Physical problems

The physics of toroidal plasma in the most general case is described by Maxwell’s equations, kinetic equations and equations of charged particles motion. The general model is intractable for both analytic and numerical study due to high dimensionality of the phase space and presence of processes with substantially different time scales. However, the general model can be substantially simplified for particular processes, for example using symmetry or averaging over fast processes.

Classification of processes in toroidal plasma and characteristic time scales are given, for example, in the book "Днестровский Ю.Н., Костомаров Д.П. Математическое моделирование плазмы. - М: Наука, первое издание 1982, 320 с., второе издание 1993, 336 с. (Issue in English: Yu.N. Dnestrovskij, D.P. Kostomarov. Numerical Simulations of Plasmas. Springer-Verlag, New-York, 1986.)"
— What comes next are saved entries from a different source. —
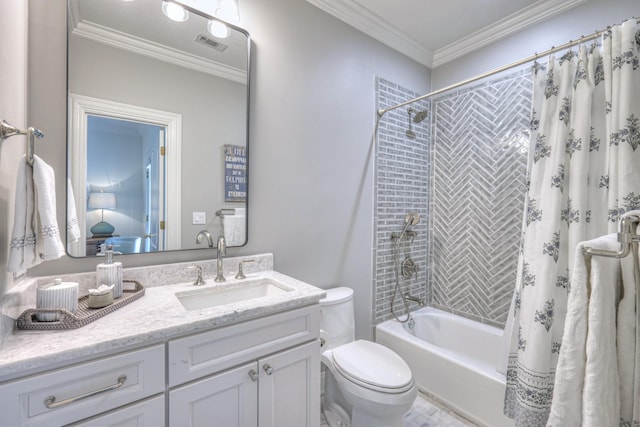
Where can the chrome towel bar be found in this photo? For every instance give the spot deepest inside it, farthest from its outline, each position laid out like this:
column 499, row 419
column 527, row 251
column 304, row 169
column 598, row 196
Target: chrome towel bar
column 7, row 131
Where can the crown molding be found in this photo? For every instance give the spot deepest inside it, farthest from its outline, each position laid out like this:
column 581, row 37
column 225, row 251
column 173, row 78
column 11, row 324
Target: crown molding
column 375, row 27
column 513, row 23
column 120, row 40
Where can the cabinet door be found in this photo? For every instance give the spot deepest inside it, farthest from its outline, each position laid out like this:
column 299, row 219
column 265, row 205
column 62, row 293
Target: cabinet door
column 147, row 413
column 228, row 399
column 289, row 388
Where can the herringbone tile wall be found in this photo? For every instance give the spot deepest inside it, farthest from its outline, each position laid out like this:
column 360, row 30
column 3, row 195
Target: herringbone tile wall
column 479, row 158
column 465, row 175
column 401, row 186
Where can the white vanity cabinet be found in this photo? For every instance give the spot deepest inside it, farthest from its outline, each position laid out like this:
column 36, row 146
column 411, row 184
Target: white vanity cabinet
column 264, row 372
column 83, row 390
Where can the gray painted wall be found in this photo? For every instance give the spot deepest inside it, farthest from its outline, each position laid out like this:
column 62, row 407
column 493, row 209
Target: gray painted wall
column 311, row 151
column 13, row 87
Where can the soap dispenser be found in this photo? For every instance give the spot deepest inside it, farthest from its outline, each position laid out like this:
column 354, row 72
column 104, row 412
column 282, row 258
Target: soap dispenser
column 110, row 273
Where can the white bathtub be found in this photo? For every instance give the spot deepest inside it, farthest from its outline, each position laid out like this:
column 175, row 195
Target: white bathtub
column 455, row 360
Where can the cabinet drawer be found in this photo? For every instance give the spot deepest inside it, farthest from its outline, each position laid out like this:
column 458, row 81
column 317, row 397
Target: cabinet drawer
column 148, row 413
column 83, row 390
column 198, row 355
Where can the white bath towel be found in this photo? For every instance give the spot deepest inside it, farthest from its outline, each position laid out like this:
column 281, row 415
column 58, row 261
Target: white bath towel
column 234, row 227
column 586, row 390
column 35, row 237
column 73, row 229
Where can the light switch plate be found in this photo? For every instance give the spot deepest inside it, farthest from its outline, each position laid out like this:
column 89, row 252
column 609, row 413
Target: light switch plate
column 199, row 218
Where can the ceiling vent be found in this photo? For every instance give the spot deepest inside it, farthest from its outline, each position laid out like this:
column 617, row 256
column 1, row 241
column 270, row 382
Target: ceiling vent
column 220, row 47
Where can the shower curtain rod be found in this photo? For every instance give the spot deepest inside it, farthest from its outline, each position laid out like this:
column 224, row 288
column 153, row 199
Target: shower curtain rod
column 533, row 57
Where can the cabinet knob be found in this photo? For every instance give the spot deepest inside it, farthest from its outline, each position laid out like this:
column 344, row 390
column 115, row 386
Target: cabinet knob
column 268, row 369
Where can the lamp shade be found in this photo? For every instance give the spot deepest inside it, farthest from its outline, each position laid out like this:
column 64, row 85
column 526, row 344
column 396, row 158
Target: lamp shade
column 102, row 201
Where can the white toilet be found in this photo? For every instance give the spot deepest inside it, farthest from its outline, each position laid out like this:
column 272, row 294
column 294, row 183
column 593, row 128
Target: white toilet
column 366, row 384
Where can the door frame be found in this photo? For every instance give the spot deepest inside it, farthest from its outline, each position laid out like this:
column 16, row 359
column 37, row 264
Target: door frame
column 80, row 107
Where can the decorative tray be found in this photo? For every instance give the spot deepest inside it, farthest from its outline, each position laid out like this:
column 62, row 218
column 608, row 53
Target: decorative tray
column 84, row 314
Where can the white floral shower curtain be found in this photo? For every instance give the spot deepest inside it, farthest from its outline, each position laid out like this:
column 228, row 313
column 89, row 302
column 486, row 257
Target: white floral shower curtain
column 584, row 172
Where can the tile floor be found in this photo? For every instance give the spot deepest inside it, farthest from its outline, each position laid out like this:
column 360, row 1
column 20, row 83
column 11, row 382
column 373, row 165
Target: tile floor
column 427, row 413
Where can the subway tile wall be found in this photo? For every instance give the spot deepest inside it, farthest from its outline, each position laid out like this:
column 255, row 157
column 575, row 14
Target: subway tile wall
column 401, row 186
column 464, row 173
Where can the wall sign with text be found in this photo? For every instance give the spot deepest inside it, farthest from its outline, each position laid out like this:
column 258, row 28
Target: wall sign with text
column 235, row 173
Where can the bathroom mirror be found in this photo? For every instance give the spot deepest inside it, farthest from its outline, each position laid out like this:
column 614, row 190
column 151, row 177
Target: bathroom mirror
column 157, row 128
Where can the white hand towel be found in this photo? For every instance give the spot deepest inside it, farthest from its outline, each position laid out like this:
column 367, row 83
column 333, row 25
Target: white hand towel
column 35, row 237
column 22, row 249
column 48, row 243
column 586, row 384
column 73, row 229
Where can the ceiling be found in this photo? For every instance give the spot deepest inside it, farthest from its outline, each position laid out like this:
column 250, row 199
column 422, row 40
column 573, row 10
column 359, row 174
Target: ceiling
column 433, row 32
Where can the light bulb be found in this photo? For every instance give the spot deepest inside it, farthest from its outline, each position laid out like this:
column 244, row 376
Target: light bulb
column 218, row 29
column 174, row 11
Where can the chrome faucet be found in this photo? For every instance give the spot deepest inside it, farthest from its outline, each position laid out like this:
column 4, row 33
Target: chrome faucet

Reduced physical models can be divided in several main groups:

  • Kinetic models, in which magnetic and electric fields are considered as given functions of space and time. These include description of single particle motion.
  • Equilibrium models with prescribed kinetic parameters.
  • Self-consistent equilibrium evolution models, in which two previous items are coupled.
  • Magnetohydrodynamic models for plasma stability analyses giving fluid description of plasma.
  • Radial transport models.
  • Fluid models for particular processes, such as turbulence.
  • Adaptive models, derived from experimental data.
  • Various hybrid models consisting of composition of mentioned above.

Although thermonuclear synthesis with substantial amount of fusion products can be achieved on tokamaks since 1991, there are still unresolved physical problems. One of the them is inconsistency between radial transport models and experimental data.